Opinion
No. 2977.
March 4, 2008.
Judgment, Supreme Court, New York County (Micki A. Scherer, J., at motions; Edwin Torres, J., at suppression hearing; Charles H. Solomon, J., at plea and sentence), rendered June 21, 2005, convicting defendant of attempted murder in the second degree, and sentencing him, as a second felony offender, to a term of 12½ to 25 years, unanimously affirmed.
Richard M. Greenberg, Office of the Appellate Defender, New York (Kerry S. Jamieson of counsel), for appellant.
Robert M. Morgenthau, District Attorney, New York (Eleanor J. Ostrow of counsel), for respondent.
Before: Nardelli, J.P., Williams, Sweeny and Catterson, JJ.

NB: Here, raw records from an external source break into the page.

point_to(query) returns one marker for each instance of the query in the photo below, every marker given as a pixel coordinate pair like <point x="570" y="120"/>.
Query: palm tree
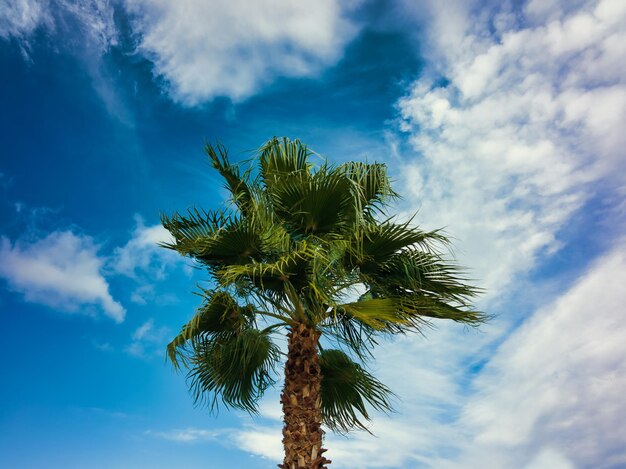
<point x="308" y="250"/>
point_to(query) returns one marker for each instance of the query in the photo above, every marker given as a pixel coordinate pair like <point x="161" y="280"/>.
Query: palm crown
<point x="307" y="247"/>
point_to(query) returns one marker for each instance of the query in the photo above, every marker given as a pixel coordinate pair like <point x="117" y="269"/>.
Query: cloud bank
<point x="62" y="271"/>
<point x="516" y="129"/>
<point x="204" y="50"/>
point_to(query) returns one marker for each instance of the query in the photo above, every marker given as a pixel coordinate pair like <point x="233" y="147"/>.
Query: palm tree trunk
<point x="301" y="400"/>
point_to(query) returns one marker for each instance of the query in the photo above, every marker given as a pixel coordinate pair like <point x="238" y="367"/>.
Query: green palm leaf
<point x="236" y="369"/>
<point x="346" y="391"/>
<point x="218" y="315"/>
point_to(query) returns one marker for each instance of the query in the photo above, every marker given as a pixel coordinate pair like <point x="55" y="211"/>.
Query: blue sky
<point x="500" y="121"/>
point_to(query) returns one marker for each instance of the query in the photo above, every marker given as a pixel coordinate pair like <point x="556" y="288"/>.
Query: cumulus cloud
<point x="549" y="397"/>
<point x="148" y="340"/>
<point x="556" y="385"/>
<point x="232" y="48"/>
<point x="142" y="256"/>
<point x="62" y="271"/>
<point x="516" y="128"/>
<point x="518" y="123"/>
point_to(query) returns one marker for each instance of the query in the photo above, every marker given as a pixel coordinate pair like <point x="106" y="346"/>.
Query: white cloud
<point x="19" y="18"/>
<point x="187" y="435"/>
<point x="550" y="396"/>
<point x="148" y="340"/>
<point x="232" y="48"/>
<point x="557" y="384"/>
<point x="62" y="271"/>
<point x="93" y="18"/>
<point x="529" y="123"/>
<point x="142" y="255"/>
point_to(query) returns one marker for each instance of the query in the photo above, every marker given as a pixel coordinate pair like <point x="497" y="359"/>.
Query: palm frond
<point x="347" y="389"/>
<point x="190" y="230"/>
<point x="235" y="182"/>
<point x="372" y="179"/>
<point x="380" y="241"/>
<point x="280" y="157"/>
<point x="218" y="315"/>
<point x="235" y="369"/>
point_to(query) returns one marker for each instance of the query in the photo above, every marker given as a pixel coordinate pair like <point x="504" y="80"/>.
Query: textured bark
<point x="301" y="400"/>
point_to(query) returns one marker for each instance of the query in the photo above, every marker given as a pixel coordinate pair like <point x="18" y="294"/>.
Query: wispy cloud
<point x="19" y="18"/>
<point x="516" y="129"/>
<point x="556" y="384"/>
<point x="187" y="435"/>
<point x="62" y="270"/>
<point x="233" y="48"/>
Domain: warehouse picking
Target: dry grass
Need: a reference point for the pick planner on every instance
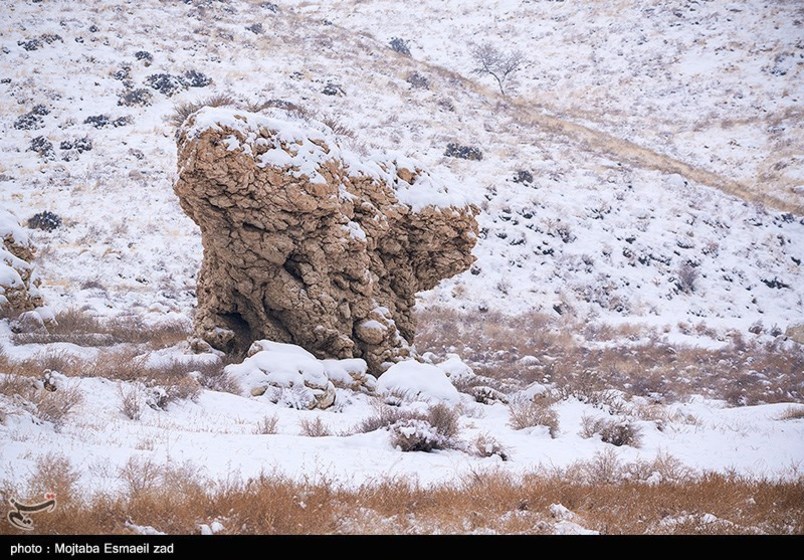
(615, 431)
(314, 427)
(130, 402)
(177, 499)
(184, 110)
(793, 413)
(267, 426)
(78, 327)
(495, 345)
(486, 445)
(537, 411)
(55, 406)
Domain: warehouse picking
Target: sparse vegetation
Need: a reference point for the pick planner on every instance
(400, 46)
(495, 345)
(314, 427)
(463, 152)
(498, 64)
(605, 496)
(536, 411)
(130, 402)
(267, 426)
(486, 445)
(46, 221)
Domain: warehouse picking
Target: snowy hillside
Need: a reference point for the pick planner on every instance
(643, 177)
(589, 234)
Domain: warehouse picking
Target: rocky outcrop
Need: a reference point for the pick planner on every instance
(307, 243)
(19, 292)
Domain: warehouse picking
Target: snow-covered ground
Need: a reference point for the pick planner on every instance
(569, 225)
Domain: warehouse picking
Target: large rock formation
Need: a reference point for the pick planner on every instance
(19, 283)
(306, 243)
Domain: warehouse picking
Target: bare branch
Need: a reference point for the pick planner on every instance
(496, 63)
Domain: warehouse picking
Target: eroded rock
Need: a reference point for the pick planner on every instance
(307, 243)
(19, 284)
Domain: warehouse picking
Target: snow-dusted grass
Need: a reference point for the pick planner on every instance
(610, 275)
(599, 496)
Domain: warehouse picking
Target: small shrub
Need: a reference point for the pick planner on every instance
(54, 473)
(194, 78)
(267, 425)
(686, 277)
(136, 98)
(793, 413)
(256, 28)
(54, 406)
(604, 468)
(123, 74)
(80, 145)
(333, 89)
(98, 121)
(525, 413)
(29, 121)
(46, 221)
(166, 84)
(446, 105)
(617, 432)
(416, 434)
(400, 46)
(145, 57)
(51, 38)
(184, 110)
(523, 176)
(131, 402)
(314, 428)
(30, 44)
(43, 147)
(384, 418)
(621, 433)
(215, 378)
(183, 388)
(463, 152)
(487, 446)
(436, 429)
(444, 419)
(418, 81)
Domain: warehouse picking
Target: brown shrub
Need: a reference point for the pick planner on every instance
(267, 425)
(537, 411)
(176, 499)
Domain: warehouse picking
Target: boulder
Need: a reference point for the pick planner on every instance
(308, 243)
(19, 283)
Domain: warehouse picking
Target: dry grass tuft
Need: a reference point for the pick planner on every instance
(603, 497)
(314, 427)
(486, 445)
(615, 431)
(793, 413)
(55, 406)
(130, 402)
(78, 327)
(517, 351)
(526, 413)
(184, 110)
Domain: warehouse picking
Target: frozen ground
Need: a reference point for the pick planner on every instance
(592, 234)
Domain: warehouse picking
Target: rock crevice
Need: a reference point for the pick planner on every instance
(307, 243)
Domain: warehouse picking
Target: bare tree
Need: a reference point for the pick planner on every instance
(496, 63)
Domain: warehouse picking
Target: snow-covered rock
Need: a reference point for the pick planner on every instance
(19, 284)
(418, 381)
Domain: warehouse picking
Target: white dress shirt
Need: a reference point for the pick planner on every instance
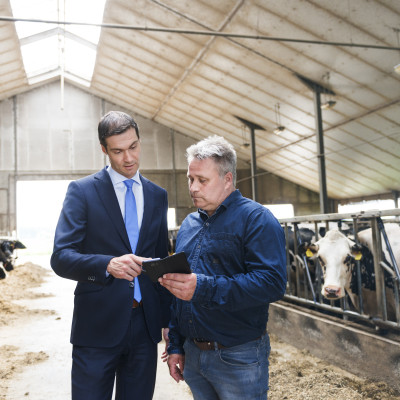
(120, 190)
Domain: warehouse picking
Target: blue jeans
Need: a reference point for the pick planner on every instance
(239, 372)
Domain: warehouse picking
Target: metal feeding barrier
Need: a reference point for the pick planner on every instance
(305, 276)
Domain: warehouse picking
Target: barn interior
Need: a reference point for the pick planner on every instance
(307, 91)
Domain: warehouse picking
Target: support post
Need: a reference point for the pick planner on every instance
(252, 126)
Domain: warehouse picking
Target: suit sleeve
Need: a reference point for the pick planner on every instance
(68, 259)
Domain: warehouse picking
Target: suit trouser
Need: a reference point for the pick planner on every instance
(133, 363)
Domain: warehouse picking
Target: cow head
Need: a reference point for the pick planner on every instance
(336, 254)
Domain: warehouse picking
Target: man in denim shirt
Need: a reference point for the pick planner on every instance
(236, 250)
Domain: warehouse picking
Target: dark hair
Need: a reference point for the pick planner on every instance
(114, 123)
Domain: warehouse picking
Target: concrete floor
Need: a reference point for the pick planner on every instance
(50, 379)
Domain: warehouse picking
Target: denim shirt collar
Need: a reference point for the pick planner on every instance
(223, 206)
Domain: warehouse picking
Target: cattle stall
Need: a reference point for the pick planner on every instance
(377, 304)
(359, 329)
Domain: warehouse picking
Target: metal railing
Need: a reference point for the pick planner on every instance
(305, 278)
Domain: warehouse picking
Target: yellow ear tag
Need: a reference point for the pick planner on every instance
(309, 253)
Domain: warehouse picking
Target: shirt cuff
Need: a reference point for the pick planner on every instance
(175, 349)
(203, 291)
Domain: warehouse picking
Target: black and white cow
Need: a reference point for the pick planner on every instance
(337, 255)
(305, 283)
(7, 258)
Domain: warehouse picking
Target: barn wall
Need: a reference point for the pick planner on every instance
(38, 140)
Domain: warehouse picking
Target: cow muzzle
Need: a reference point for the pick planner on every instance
(332, 292)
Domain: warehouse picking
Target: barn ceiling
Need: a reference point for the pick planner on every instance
(166, 65)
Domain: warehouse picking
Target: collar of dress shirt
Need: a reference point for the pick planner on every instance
(117, 178)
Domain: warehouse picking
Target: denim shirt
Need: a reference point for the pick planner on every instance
(239, 257)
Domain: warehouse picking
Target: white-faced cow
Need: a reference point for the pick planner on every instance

The court properly denied defendant's motion to dismiss the indictment, which originally charged second-degree murder, made on the ground of preindictment delay. Defendant has not established any prejudice from the 11-year delay, which was caused by the fact that the police had no witnesses or suspects, and, despite good faith efforts, did not ascertain the identity of the perpetrator until after the advent of new fingerprint comparison technology ( see United States v Lovasco, 431 US 783; People v Singer, 44 NY2d 241, 252-255; People v Taranovich, 37 NY2d 442). Defendant's arguments to the contrary, including those that improperly cite documents that are not part of the record, are without merit.
Defendant's written and oral waivers, taken together, establish a valid and enforceable waiver of the right to appeal ( see People v Ramos, 7 NY3d 737; People v Lopez, 6 NY3d 248). The court expressly informed defendant that as a condition of the plea he was agreeing to waive his right to appeal, and the court separated that right from the rights automatically forfeited by a guilty plea. This waiver forecloses review of defendant's procedural and substantive claims relating to his suppression motion, and his excessive sentence claim. In any event, we find all of these claims without merit.